咄嗟に出てしまった嘘偽りに薄ら寒くなったが、いつもなら何を言われても反応を示さない無能聖女の思いがけない反論に、取り巻きの聖女たちは怯んだようだ。
イザベラはびくりともせずに続ける。
「まあ……随分と自信満々なのね、微笑ましいこと! でも彼のあの眼差しがもしも《《他の誰か》》を映すような事があったら。

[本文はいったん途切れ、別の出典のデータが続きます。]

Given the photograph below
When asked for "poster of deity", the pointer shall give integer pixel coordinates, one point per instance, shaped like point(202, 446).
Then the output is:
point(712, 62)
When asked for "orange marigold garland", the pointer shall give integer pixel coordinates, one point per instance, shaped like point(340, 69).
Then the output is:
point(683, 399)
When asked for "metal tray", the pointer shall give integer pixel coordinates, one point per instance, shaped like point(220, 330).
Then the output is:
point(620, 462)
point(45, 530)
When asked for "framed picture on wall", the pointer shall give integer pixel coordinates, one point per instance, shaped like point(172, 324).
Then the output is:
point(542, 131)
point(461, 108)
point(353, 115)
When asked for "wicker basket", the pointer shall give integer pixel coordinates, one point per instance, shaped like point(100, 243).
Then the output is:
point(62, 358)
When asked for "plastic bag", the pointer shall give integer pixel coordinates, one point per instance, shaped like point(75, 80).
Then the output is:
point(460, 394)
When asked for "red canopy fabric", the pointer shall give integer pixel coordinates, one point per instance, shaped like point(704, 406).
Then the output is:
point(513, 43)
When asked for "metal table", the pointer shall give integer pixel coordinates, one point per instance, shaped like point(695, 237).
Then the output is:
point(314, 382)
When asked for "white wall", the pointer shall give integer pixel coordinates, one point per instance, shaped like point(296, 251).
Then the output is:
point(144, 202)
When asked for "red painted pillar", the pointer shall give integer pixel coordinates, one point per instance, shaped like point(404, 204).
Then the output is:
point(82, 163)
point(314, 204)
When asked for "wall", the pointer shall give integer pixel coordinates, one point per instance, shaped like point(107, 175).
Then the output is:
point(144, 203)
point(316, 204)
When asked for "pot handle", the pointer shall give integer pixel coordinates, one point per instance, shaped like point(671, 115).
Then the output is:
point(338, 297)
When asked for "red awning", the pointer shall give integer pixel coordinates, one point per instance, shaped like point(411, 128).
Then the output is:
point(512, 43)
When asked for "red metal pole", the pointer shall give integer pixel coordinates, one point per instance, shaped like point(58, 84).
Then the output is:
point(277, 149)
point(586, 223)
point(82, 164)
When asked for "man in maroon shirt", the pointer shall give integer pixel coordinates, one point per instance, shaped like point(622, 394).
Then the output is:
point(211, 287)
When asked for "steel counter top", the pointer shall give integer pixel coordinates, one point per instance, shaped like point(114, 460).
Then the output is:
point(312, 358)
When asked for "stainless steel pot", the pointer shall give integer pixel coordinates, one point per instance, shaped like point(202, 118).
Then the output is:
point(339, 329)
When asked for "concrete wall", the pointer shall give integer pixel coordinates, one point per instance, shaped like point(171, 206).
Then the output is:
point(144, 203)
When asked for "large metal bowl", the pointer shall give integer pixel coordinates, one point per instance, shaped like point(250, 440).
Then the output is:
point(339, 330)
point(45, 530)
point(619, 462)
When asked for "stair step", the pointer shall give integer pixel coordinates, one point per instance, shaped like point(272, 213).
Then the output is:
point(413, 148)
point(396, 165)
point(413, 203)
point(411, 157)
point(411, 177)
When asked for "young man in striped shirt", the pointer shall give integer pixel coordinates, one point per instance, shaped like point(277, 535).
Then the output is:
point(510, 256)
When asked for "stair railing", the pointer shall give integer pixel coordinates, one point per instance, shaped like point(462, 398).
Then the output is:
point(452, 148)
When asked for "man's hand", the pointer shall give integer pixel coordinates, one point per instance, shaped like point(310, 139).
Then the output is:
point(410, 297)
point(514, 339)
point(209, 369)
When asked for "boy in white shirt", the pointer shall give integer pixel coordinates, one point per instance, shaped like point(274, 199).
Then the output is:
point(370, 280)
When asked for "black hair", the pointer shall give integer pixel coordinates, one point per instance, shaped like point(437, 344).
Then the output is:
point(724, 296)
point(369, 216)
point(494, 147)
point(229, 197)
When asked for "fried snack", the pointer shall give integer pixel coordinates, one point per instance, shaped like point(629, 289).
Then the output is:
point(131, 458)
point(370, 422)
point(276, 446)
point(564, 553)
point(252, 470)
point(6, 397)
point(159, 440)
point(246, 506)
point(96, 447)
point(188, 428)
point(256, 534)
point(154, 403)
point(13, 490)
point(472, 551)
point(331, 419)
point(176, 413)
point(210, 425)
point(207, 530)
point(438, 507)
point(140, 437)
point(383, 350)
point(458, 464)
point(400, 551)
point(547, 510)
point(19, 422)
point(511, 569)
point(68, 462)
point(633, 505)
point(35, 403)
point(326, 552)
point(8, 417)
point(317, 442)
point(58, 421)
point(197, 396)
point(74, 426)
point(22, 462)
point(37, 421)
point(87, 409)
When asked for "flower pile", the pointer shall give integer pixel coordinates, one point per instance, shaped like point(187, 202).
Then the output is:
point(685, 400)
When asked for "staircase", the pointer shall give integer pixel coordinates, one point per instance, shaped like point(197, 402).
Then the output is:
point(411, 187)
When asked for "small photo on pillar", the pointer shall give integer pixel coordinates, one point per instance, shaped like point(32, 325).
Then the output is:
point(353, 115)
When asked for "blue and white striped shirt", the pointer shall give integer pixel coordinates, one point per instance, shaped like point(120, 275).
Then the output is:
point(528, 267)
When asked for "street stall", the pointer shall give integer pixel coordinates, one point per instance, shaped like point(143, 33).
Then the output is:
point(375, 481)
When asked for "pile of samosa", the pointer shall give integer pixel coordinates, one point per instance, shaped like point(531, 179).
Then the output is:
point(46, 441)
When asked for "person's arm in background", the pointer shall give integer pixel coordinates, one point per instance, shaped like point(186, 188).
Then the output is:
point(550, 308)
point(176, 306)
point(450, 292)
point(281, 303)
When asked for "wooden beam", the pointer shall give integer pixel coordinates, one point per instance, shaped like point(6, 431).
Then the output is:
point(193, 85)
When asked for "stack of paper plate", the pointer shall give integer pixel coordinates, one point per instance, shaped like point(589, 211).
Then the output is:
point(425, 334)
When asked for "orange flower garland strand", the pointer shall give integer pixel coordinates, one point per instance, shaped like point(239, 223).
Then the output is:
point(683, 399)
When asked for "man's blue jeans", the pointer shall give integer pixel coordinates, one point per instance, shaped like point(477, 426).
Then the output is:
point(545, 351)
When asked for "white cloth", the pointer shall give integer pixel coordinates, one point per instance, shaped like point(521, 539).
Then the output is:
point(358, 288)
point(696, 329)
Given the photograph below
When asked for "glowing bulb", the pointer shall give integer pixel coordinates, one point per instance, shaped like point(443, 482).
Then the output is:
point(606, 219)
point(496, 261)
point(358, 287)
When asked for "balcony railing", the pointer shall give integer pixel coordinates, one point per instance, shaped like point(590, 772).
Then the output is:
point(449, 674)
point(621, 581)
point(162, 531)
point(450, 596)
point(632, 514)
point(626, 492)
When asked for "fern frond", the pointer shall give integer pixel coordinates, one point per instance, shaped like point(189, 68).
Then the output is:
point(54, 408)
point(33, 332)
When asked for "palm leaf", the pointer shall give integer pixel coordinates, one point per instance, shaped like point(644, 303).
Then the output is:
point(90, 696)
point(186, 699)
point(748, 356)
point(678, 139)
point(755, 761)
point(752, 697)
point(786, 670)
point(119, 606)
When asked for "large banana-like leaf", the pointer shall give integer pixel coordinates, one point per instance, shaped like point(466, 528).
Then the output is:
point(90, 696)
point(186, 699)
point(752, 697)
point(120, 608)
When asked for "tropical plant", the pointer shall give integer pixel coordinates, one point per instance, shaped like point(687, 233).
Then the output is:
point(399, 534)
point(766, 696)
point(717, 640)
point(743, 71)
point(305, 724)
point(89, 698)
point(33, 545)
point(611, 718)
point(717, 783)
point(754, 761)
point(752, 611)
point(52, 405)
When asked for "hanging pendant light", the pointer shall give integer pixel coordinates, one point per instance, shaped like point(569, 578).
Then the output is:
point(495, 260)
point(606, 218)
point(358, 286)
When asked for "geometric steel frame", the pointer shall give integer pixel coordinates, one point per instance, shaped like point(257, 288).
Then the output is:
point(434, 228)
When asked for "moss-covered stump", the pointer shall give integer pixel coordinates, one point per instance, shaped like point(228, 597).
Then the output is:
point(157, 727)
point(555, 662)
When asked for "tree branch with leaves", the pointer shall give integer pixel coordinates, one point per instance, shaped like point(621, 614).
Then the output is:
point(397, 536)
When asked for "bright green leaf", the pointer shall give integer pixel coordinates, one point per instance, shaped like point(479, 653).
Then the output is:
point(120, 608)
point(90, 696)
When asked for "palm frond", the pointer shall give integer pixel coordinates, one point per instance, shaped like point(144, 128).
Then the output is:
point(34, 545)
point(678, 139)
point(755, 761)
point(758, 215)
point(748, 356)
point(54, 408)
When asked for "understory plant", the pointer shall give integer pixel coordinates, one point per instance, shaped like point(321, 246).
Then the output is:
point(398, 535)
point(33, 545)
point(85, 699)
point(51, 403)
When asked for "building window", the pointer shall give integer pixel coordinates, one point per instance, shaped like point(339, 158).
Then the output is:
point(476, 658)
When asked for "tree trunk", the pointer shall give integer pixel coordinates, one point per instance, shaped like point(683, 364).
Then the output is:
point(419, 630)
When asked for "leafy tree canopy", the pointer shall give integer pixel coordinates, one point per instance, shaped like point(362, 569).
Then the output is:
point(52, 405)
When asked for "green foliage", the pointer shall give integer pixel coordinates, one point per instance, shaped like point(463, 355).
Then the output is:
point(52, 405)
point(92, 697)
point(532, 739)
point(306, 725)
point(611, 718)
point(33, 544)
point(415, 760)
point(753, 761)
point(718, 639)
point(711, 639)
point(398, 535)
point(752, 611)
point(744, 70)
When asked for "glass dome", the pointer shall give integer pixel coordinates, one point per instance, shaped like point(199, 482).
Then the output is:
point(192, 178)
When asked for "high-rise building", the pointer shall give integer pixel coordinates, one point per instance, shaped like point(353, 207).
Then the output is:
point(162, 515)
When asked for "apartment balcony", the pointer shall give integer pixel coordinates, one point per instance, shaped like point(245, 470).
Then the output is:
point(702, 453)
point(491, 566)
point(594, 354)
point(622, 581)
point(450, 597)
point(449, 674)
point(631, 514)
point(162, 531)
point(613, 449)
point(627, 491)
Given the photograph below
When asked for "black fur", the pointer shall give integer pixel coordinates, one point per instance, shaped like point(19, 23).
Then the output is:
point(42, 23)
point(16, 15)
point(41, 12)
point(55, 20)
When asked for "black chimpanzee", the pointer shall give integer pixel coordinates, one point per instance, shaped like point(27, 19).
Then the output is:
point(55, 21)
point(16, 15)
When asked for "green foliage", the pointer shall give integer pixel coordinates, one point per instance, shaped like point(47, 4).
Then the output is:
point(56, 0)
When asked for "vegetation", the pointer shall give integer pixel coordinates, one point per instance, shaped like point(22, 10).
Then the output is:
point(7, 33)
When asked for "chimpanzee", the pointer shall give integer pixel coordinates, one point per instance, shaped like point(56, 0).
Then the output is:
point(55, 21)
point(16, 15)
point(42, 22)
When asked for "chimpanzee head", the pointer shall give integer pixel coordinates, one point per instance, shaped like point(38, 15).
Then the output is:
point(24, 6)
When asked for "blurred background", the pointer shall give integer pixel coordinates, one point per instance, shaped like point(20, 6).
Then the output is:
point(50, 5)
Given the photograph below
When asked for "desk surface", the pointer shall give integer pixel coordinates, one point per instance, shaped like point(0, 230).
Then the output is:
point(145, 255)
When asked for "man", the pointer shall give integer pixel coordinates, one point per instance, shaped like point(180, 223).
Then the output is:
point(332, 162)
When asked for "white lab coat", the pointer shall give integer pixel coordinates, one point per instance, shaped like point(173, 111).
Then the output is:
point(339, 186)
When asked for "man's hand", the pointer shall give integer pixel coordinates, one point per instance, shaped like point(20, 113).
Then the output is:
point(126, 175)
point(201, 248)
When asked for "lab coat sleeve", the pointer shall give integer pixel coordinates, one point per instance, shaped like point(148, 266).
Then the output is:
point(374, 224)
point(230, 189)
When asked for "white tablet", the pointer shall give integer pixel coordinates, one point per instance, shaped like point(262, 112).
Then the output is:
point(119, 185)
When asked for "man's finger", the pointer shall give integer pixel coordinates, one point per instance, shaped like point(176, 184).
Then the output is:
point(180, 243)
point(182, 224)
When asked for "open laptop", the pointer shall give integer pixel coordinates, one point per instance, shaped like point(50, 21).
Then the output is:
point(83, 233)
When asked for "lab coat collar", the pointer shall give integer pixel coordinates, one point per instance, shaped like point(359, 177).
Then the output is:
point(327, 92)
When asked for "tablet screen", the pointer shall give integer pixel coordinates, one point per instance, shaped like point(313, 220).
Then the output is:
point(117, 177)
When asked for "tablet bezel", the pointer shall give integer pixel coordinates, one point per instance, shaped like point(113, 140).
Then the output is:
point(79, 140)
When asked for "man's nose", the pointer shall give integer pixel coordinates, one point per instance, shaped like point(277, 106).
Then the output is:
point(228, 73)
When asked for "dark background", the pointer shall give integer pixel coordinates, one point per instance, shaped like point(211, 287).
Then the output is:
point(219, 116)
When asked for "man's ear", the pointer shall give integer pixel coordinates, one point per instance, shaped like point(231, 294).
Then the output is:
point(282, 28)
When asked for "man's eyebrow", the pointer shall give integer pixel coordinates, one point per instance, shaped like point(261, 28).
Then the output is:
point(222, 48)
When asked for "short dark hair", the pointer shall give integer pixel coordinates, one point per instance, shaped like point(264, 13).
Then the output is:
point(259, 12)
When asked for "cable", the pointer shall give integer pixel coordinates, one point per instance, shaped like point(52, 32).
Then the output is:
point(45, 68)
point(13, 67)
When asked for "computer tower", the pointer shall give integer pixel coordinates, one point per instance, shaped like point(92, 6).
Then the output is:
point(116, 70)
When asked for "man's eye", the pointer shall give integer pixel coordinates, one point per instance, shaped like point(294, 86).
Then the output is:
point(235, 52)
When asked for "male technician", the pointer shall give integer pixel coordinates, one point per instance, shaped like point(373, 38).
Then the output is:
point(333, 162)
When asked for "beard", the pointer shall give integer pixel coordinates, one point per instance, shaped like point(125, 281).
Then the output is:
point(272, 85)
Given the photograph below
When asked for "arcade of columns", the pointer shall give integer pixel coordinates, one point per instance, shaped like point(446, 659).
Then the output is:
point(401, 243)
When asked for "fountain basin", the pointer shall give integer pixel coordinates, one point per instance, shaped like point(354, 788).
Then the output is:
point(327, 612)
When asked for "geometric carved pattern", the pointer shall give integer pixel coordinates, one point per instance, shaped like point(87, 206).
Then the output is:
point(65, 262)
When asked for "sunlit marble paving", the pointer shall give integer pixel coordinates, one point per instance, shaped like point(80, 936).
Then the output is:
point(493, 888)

あなたは《《また》》信頼していた男性に裏切られることになるのよ? そんな辛い想い、《《私だって》》何度もさせたくないもの。だからそうなる前に、自分からさっさとお別れしたほうが身のためだと言っているの」
まるでレオヴァルトがイザベラに惹かれるとでも、自ら宣言するような言いぶりだった。ユフィリアも負けずに皮肉を込めて言う。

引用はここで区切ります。